My state's pandemic unemployment insurance site launched in May with gross
security issues and had to be shut down. Thousands of workers and freelancers
have yet to receive their first check.

My sister-in-law and her husband both came down with COVID and lost their
jobs. They have three kids and now my partner and I are helping them
financially (which we really can't afford to do).

There isn't a food shortage because corporations are forcing migrant laborers
into the warehouses to work, and they're being infected and dying in higher
proportions. Martyrs for the meat industry (Tyson's profits were up 600% Q1).
There are human costs to "stock market is fine."

I personally am down thousands of dollars helping my friends/family/neighbors
with their groceries and rents. My "rainy day fund" has long been drained and
my one nest-egg land asset is probably a few months away from having to be
sold to continue supporting my loved ones.

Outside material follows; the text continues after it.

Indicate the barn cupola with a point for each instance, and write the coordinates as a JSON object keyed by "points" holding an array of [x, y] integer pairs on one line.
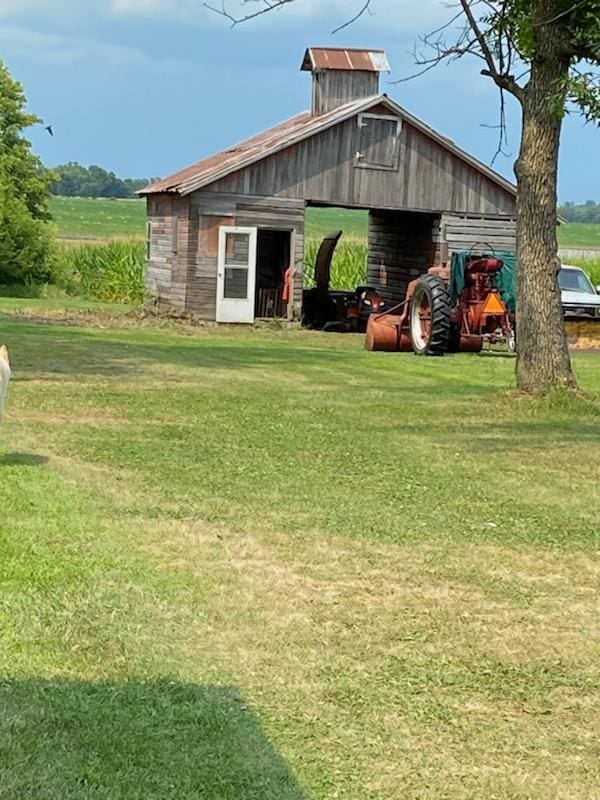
{"points": [[341, 75]]}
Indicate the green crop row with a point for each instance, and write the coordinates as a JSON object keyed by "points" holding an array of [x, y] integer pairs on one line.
{"points": [[110, 271], [348, 269]]}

The state is on track to open schools in a couple of weeks. A recent study
shows that closing schools can reduce the mortality rate per month by 58%;
this research is being ignored in the name of profits. Business leaders and
their cronies in the state are pushing for this to get parents out of the home
and into work.

My more-rural family members flat-out refuse to wear masks and have already
proclaimed that they will not take the vaccine should one become available.

You may be right that this isn't a "nation toppler," but nations are far more
resilient than people. I'm happy for you that this isn't affecting you.
Consider yourself lucky.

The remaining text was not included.